Conflict of interest is clear in retrospect

West Virginia Ethics Commission members usually take a hard, no-nonsense attitude toward conflicts of interest by public officials. That makes a decision they made some time ago, regarding former state Agriculture Commissioner Gus Douglass, very puzzling.

Financial irregularities during Douglass’ long tenure at the agency are being looked into by the U.S. Attorney’s Office for the Southern District of West Virginia. That came about after an audit of the department was conducted, at the request of new Commissioner Walt Helmick.

Results of the audit were released Monday. They detail a variety of financial irregularities.

Among them are problems with a $5 million loan program administered by the agriculture department.

According to a preliminary audit document released last month, 25 of the 40 loans made through the program were delinquent – and in nearly half those cases, no effort had been made to collect the money.

It gets worse: The document released Monday notes that Douglass’ son received a $45,000 loan and $18,500 in refinancing through the program.

Most people probably would view that as an unacceptable conflict of interest.
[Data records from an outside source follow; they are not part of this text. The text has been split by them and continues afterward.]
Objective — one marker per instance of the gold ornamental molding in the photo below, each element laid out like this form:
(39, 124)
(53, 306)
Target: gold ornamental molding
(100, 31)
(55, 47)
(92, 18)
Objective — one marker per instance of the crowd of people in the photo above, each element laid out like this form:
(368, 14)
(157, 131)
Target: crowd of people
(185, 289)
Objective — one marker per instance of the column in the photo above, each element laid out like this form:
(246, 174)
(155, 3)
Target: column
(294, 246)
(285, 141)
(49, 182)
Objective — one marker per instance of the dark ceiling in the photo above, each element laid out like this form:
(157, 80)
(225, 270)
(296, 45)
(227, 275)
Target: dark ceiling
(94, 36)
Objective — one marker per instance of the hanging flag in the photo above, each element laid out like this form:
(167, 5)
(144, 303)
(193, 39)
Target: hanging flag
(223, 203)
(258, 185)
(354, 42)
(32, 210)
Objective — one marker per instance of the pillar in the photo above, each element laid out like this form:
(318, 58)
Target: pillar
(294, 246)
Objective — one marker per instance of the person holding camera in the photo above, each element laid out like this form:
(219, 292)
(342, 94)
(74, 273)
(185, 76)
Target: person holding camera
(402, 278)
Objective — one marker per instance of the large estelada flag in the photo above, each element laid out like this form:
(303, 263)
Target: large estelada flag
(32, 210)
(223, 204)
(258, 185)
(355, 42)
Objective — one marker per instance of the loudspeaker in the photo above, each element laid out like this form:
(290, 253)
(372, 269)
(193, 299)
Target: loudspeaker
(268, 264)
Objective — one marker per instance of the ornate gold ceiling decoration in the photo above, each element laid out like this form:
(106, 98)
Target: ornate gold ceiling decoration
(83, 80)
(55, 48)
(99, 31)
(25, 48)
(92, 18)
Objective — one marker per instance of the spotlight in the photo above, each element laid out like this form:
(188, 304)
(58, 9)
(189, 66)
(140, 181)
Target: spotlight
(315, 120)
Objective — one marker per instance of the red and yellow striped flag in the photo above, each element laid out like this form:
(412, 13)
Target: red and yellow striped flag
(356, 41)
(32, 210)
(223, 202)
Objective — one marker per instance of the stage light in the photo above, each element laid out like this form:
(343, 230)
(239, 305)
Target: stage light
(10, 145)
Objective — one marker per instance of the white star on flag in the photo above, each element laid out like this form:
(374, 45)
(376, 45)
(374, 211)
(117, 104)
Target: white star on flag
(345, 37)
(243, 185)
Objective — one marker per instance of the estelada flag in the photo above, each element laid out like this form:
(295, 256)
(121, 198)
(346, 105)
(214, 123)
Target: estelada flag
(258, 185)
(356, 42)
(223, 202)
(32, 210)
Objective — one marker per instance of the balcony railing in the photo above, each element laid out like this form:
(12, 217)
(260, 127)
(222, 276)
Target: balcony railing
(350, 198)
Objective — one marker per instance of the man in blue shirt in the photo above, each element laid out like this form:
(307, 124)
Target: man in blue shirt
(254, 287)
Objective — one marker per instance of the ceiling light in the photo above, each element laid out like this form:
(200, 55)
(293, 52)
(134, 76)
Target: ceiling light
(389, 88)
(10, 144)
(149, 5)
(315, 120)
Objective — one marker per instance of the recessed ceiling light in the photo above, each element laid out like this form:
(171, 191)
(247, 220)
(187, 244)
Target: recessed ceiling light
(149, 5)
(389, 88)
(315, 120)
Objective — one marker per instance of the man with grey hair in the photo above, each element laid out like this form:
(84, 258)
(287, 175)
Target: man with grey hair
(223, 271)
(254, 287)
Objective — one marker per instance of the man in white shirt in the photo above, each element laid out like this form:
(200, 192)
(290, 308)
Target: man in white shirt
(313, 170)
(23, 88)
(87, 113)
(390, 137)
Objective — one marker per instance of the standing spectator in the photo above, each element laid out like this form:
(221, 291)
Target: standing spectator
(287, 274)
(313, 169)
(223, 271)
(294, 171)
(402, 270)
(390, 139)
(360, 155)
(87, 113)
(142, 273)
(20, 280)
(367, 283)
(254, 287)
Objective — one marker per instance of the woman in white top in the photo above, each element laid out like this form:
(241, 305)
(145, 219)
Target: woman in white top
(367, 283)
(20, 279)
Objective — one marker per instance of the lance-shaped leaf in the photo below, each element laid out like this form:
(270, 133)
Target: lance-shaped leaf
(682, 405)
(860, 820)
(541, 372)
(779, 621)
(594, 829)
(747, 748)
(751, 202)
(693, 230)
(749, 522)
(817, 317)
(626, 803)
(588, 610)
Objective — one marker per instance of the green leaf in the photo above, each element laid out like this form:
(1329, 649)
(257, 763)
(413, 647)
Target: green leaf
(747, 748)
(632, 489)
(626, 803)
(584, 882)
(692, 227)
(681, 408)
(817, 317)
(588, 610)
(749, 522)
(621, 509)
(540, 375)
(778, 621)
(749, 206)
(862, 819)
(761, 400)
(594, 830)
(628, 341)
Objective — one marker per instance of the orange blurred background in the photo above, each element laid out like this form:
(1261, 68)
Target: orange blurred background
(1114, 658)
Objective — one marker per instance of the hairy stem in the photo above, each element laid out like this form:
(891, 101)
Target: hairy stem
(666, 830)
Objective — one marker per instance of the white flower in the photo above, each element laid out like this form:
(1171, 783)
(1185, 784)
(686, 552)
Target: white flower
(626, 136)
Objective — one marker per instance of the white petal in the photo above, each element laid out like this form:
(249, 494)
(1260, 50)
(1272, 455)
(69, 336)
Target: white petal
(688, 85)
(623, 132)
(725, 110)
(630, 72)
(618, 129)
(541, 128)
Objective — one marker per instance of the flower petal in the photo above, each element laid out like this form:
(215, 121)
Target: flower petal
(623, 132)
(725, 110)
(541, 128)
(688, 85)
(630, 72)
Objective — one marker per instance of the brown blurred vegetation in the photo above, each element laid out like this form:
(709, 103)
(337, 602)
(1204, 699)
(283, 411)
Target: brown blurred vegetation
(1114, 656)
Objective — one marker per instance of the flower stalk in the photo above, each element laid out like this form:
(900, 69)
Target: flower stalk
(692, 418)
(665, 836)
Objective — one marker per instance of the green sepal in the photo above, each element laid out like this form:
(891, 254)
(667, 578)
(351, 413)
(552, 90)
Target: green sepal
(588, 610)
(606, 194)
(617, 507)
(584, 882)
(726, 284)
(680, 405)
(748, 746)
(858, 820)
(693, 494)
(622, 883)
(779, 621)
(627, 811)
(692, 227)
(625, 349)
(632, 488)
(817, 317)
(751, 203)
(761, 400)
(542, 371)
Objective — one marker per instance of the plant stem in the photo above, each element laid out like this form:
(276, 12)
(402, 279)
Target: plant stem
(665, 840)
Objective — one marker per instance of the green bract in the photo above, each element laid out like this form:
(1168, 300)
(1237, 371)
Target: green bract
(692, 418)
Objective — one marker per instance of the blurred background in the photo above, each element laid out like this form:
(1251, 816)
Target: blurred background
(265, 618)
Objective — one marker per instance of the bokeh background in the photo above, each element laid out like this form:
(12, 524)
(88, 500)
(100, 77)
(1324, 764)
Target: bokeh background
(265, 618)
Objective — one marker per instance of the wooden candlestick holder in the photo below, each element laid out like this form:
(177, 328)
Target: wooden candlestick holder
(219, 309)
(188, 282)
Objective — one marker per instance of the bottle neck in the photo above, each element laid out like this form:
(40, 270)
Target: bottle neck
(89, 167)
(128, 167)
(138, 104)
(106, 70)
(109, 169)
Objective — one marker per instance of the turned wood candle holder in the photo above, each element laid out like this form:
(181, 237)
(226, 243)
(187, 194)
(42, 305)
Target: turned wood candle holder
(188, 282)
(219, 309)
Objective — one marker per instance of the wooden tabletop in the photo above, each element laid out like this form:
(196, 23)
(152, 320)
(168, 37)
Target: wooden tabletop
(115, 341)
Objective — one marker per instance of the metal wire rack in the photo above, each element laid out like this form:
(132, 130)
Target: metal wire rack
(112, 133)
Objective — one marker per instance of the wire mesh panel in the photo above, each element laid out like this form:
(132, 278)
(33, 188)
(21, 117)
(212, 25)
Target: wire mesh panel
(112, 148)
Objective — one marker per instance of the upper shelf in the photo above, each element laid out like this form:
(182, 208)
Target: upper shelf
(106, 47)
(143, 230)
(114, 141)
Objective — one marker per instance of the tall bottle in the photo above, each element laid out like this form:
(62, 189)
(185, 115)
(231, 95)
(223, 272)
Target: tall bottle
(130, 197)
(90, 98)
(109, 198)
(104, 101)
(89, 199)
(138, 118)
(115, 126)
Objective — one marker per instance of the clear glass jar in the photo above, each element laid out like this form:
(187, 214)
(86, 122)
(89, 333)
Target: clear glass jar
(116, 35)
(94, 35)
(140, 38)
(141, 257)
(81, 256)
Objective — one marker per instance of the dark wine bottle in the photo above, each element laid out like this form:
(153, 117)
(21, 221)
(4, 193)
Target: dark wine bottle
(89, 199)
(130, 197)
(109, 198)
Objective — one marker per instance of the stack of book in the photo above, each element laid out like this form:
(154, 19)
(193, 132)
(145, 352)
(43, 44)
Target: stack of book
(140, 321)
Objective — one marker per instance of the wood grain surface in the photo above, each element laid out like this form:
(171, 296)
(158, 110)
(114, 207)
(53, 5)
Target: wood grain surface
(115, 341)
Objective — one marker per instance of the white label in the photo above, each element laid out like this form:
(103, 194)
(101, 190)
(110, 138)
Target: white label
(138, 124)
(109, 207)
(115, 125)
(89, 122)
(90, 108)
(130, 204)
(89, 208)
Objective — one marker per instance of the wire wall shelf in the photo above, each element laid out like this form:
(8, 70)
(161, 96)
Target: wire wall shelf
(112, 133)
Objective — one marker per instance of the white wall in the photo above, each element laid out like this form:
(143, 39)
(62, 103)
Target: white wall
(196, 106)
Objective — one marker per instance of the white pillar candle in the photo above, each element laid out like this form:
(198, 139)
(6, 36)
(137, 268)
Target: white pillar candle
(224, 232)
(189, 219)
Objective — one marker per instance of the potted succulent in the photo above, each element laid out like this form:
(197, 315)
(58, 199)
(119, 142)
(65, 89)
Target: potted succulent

But before the money was provided to Douglass’ son, an opinion was sought from the Ethics Commission.

Members of that panel said the loans would be all right, as long as Douglass himself did not vote as part of the committee considering the matters involving his son.

Members of the Ethics Commission were naive in providing that go-ahead. Legislative auditors reviewing the matter were not. They noted that all four members of the committee that acted favorably toward Douglass’ son were appointed by the commissioner and were employees of the agriculture agency.

Of course. Turning down a request for public money from your boss’ son is not exactly a formula for career advancement. A clear conflict of interest existed. Yet, because it was not direct, the Ethics Commission overlooked it.

Obviously, state legislators need to take another look at conflict of interest laws. They need to be tightened to ban indirect conflicts that stink just as badly as the direct ones.